OpenAI launches open-source security program with Trail of Bits
OpenAI has launched a security initiative called Patch the Planet, built in partnership with security firm Trail of Bits, aimed at identifying and patching vulnerabilities in widely used open-source software. The program pairs AI-assisted security research with human expert review before findings are submitted to project maintainers.
According to a statement from OpenAI, Trail of Bits has committed its entire security research organization to an initial sprint, working directly with maintainers to investigate vulnerabilities, develop patches, and coordinate disclosure. OpenAI is also partnering with HackerOne and Calif for vulnerability triage and additional discovery efforts.
Initial participating projects include cURL, Python, the Go project, Sigstore, pyca/cryptography, NATS Server, aiohttp, freenginx, and python.org. Trail of Bits engineers have already identified hundreds of security issues across 19 open-source projects and merged dozens of patches, with additional findings still under coordinated disclosure.

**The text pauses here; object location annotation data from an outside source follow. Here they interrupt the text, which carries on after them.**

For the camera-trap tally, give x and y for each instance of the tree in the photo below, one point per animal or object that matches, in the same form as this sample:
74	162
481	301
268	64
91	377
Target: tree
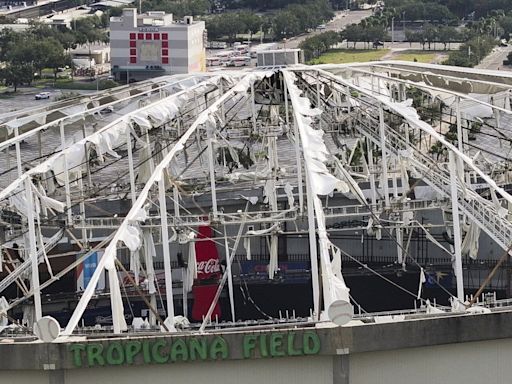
430	34
251	22
353	33
17	74
285	24
446	35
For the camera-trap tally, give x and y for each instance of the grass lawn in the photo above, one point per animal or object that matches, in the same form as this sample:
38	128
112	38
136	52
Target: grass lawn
341	56
420	56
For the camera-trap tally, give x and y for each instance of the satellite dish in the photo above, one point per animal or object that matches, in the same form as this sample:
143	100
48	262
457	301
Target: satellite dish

The program operates using OpenAI's frontier models, including GPT-5.5-Cyber and its Codex Security tool. Participating projects receive access to ChatGPT Pro, conditional access to Codex Security, and API credits.
OpenAI also disclosed a series of vulnerabilities found through its broader Daybreak research effort. In the Linux kernel, GPT-5.5-Cyber generated eight kernel pointer information leak proof-of-concepts and 24 local privilege escalation exploits. Researchers identified a 23-year-old use-after-free vulnerability in OpenBSD's kernel. Across FreeBSD, 34 vulnerabilities were confirmed with seven local privilege escalation proof-of-concepts produced.
In browsers, five exploitable vulnerabilities were found in Chrome's V8 engine, more than 10 exploitable vulnerabilities were identified in Safari's WebKit, and a WebAssembly vulnerability in Firefox was patched two days before the Pwn2Own Berlin competition.
Codex Security independently identified vulnerability patterns corresponding to four dnsmasq CVEs later fixed in version 2.92rel2. Researchers also identified an HTTP/2 denial-of-service technique affecting major server implementations including Nginx, Apache, IIS, and Pingora, with analysis suggesting more than 880,000 internet-facing websites ran affected software.
OpenAI said it plans to publish deeper technical reports as fixes are deployed and coordinated disclosures conclude.